This Christmas, I tell ya, it’s like a big fuss for nothin’. All that runnin’ around, buyin’ this and that. And for what? I tell you what, I hate Christmas ending. Yep, you heard me right.
Before Christmas, everyone’s smilin’, singin’ those songs, you know the ones. They go on and on about joy and peace. But then, poof! Christmas is gone. Just like that. And what’s left? A big mess, that’s what. And I’m the one who’s gotta clean it all up!
All them decorations gotta come down. The tree, the lights, them shiny balls hangin’ everywhere. It takes forever! My old bones ain’t what they used to be. Bendin’ and stretchin’, I feel it in my back somethin’ fierce.
- Take down that darn tree.
- Pack up all them shiny ornaments.
- Sweep up all them pine needles.
And the food! Don’t even get me started on the food. We eat and eat and eat, like there’s no tomorrow. Then come December 26th, I’m lookin’ at a mountain of leftovers. Turkey, ham, taters, pie… you name it. We’ll be eatin’ Christmas dinner for a week, I reckon. It’s enough to make a person sick. And the dishes! Oh, the dishes! It’s a mountain of work, and for what? Just because it is the end of Christmas.
And the money! Spent it all. Every last penny. On gifts, on food, on all that Christmas stuff. Now everyone is broke and moping around. You’d think they’d be happy, with all them new things. But no, they just want more. Always wantin’ more.
Then there’s the quiet. Before Christmas, it’s all hustle and bustle. People comin’ and goin’, music playin’, phones ringin’ off the hook. Then, nothin’. Just quiet. Too quiet. Makes a person feel kinda lonely, you know?
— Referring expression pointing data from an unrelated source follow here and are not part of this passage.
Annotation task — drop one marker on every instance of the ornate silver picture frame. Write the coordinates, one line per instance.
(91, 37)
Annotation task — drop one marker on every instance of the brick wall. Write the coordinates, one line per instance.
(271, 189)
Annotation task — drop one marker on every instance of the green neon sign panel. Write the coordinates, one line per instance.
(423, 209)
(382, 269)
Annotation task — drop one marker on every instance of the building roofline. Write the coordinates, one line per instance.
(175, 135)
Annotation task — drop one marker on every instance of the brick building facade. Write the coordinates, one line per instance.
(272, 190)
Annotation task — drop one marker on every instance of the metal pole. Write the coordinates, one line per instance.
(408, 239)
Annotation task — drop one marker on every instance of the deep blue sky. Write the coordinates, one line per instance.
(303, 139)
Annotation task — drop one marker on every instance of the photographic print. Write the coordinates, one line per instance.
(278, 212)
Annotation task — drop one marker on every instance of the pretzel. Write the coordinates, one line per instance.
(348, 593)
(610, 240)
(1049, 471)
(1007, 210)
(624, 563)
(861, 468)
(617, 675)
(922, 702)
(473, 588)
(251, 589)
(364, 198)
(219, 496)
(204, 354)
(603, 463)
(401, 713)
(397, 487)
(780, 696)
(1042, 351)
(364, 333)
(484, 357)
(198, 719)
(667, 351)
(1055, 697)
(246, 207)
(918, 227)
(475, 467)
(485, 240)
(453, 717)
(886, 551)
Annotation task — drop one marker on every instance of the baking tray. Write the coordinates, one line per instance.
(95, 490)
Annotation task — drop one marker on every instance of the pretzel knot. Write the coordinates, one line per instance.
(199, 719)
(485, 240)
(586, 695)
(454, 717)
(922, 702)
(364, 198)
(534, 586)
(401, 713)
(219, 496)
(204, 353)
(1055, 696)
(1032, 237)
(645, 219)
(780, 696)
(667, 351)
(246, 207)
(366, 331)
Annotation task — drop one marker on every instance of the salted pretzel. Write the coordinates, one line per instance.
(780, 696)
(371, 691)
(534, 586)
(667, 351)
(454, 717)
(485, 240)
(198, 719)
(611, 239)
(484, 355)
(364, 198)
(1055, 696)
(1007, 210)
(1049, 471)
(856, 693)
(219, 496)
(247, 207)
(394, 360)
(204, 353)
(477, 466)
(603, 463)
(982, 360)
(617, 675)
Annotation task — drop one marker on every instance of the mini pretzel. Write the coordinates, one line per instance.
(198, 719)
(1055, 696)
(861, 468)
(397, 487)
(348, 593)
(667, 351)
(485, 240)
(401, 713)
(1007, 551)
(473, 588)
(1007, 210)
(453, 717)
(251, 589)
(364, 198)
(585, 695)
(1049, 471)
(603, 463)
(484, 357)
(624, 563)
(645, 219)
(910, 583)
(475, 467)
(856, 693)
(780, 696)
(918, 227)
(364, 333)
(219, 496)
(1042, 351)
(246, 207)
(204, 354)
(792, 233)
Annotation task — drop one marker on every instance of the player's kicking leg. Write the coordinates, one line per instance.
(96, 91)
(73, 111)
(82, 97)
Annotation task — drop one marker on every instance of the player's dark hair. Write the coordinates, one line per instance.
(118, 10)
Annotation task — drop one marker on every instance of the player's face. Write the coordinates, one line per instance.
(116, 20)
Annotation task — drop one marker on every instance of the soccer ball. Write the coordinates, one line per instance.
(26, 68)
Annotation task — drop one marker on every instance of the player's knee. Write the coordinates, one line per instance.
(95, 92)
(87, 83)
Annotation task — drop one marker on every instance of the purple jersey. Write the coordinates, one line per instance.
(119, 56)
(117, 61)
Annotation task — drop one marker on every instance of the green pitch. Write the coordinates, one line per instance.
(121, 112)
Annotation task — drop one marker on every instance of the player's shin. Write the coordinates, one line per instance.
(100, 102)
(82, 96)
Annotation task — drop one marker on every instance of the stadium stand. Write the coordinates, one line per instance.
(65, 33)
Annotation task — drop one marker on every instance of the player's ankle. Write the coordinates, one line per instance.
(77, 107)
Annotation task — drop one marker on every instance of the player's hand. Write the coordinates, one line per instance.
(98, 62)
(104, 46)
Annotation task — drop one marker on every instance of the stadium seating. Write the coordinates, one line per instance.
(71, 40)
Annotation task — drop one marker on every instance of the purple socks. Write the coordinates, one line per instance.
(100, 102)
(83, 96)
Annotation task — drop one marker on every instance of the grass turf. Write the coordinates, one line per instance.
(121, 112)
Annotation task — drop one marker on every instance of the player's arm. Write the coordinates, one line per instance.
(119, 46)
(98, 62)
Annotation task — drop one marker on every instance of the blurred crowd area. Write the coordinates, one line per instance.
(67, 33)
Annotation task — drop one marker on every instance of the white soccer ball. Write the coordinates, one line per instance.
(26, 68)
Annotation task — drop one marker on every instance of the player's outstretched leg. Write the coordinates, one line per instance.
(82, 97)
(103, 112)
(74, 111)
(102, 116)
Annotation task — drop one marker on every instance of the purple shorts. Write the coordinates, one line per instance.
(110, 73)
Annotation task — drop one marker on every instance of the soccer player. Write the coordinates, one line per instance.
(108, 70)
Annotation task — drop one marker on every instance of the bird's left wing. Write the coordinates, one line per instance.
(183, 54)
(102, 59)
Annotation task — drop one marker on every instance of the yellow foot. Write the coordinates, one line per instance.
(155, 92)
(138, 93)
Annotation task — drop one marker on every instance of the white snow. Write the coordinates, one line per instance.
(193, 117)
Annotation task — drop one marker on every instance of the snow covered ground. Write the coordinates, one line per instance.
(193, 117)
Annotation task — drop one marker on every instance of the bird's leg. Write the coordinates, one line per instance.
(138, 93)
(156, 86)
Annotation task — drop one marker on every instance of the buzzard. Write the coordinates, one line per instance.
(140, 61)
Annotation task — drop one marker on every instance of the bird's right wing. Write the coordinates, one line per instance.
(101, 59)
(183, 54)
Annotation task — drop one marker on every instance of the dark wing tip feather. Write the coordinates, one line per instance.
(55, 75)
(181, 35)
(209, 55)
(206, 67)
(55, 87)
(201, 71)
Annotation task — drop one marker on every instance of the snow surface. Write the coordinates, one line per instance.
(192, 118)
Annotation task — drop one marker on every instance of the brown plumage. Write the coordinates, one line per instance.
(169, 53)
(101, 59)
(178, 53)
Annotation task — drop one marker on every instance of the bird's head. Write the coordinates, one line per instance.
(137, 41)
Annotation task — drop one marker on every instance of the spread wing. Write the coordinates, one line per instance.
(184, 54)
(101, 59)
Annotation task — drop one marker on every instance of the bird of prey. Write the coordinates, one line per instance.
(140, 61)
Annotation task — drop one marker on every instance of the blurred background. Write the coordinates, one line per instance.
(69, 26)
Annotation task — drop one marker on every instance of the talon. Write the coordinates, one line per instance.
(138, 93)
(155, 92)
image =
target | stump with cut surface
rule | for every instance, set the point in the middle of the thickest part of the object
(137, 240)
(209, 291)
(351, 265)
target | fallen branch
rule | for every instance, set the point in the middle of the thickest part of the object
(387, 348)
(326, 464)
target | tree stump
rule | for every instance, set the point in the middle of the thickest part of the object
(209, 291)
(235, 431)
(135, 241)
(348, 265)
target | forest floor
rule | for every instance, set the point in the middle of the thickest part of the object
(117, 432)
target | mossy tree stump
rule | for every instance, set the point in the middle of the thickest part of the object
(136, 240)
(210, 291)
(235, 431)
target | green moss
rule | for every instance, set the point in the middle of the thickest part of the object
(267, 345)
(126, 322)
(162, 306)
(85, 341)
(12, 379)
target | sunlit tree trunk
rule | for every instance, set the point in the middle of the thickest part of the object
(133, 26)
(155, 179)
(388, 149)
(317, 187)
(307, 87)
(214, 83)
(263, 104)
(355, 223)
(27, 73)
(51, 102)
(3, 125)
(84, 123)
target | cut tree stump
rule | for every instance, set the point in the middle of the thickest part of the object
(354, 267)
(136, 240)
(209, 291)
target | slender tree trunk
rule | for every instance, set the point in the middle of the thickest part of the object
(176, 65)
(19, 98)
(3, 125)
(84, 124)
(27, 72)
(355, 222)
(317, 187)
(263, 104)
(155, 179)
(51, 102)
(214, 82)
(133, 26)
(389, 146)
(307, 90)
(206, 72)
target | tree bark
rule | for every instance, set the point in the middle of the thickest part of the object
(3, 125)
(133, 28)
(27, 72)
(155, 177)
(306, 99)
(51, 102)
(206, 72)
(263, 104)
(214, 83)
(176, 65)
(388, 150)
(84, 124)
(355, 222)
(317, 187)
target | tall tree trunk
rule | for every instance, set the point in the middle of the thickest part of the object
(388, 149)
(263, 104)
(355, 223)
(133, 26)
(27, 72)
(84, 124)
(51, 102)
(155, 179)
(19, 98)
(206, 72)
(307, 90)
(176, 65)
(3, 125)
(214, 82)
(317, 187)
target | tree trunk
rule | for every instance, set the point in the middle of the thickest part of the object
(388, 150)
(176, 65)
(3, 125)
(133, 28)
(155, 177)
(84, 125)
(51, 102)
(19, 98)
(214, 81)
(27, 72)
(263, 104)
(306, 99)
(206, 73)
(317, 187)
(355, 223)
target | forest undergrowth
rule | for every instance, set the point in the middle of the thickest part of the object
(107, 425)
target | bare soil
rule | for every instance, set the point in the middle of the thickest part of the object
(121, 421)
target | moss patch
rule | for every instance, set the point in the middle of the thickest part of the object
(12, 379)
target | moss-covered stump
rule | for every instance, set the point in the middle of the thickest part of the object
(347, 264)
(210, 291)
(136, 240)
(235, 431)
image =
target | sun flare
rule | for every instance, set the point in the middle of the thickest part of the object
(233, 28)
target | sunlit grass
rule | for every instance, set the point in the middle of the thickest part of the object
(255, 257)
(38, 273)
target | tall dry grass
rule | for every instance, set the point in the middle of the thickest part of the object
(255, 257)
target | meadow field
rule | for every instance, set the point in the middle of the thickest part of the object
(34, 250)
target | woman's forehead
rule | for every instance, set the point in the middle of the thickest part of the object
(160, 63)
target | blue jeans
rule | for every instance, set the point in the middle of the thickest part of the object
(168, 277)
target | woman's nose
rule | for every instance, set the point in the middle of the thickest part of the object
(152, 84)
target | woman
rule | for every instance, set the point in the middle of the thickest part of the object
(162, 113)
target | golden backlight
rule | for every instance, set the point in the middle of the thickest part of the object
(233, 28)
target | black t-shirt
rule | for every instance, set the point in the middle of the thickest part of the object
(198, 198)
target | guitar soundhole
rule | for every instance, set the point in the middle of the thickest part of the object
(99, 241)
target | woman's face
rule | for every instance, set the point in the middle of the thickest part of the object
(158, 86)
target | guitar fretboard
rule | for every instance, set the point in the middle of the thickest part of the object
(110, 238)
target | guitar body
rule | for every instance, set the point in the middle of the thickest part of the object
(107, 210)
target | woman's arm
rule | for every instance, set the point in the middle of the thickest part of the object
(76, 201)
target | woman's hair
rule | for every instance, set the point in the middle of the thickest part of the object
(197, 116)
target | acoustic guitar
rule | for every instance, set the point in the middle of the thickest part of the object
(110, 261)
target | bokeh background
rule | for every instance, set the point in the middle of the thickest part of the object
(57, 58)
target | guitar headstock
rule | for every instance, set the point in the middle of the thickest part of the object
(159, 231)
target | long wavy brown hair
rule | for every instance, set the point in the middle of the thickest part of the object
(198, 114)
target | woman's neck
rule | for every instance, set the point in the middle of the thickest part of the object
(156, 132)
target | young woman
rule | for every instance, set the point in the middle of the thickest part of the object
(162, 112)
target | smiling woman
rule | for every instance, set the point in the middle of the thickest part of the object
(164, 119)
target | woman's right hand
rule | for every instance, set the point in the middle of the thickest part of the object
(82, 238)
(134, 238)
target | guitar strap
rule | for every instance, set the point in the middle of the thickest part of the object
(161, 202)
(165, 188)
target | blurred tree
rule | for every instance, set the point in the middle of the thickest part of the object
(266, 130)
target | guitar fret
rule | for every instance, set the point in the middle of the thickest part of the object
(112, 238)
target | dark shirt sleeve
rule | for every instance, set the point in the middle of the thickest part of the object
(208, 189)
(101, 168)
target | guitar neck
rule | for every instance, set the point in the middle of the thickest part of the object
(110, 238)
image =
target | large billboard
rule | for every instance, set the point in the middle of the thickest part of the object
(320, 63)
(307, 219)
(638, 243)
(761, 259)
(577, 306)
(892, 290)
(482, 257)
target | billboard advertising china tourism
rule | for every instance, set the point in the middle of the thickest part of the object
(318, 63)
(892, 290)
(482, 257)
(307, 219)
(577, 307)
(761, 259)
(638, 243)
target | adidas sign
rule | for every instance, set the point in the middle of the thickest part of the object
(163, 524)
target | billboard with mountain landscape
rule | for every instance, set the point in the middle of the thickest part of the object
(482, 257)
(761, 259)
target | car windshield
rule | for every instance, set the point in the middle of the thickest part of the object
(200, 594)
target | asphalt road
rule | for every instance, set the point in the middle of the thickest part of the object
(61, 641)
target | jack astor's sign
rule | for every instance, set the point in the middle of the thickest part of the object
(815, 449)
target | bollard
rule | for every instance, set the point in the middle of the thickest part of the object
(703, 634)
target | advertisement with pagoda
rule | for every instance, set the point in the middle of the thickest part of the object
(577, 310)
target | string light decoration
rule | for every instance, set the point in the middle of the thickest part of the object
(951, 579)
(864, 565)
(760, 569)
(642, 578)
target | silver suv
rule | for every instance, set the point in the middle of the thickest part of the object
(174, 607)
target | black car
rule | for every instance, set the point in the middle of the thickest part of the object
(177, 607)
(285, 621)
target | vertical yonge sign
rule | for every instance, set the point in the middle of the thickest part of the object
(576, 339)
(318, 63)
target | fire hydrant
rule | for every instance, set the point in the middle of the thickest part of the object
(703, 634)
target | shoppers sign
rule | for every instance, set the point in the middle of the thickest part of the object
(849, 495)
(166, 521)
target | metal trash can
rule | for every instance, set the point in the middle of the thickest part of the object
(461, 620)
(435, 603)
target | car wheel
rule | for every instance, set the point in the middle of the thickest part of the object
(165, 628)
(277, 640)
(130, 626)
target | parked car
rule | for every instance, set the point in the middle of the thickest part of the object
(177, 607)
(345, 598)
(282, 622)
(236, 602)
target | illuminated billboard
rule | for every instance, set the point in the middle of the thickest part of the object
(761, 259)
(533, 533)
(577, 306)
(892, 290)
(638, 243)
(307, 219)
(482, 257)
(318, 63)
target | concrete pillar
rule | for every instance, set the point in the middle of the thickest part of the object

Even though you have lots of stuff to do after the Christmas ending, like cleaning and tidying up, but no one is here to talk to, or even fight with.
They say it’s the most wonderful time of the year. Ha! I say it’s the most tirin’, most expensive, most messy time of the year. And when it’s over, it’s just a big letdown. Like a balloon that’s lost all its air.
And you know what the worst part is? We gotta do it all over again next year! Same thing, every year. The runnin’ around, the buyin’, the eatin’, the cleanin’, the quiet. It’s enough to make a person wanna pull their hair out.
I see them folks on the TV, all smiles and happiness. Talkin’ about the “magic” of Christmas. I don’t see no magic. Just a lot of work and a big headache. And a lot of sad, mopey faces when it is all over. That is what I see. I really hate Christmas ending.
Some folks, they get real sad after Christmas. They call it the “post-holiday blues” or something. Feeling down in the dumps. Like all the joy has been sucked right out of them. I get it, I really do. You have been planning for so long, and suddenly, it is all gone. But it will come again, like everything else. It is just some natural feelings after the big day.
And they say you should “embrace the misery.” What in the world does that mean? Does it mean I should wallow in my sadness? Does it mean I should enjoy feeling like a deflated balloon? I don’t know about that. Maybe it just means accepting that it’s okay to feel a little down after all the excitement. It is not easy to go back to your normal life after such a big thing. It is normal to feel a little sad, so just let it be.
Maybe it is all that sugar we ate. All those cookies and candies. Gives you a big sugar rush, then a big sugar crash. Makes you feel all tired and grumpy. That’s what I think. Or maybe it’s just the letdown of it all. All that build-up, then nothin’.
But you know what? Life goes on. The sun still comes up in the mornin’. The birds still sing. You just gotta pick yourself up and keep goin’. That’s what I always say. Don’t let it get ya down for too long. There’s always somethin’ to look forward to. Even if it’s just a good cup of coffee in the mornin’.
So yeah, I hate Christmas ending. But I’ll get over it. Just like I always do. I’ll sweep up the mess, eat the leftovers, and get back to my life. And before you know it, it’ll be Christmas time again. And I’ll be complainin’ about the whole darn thing all over again!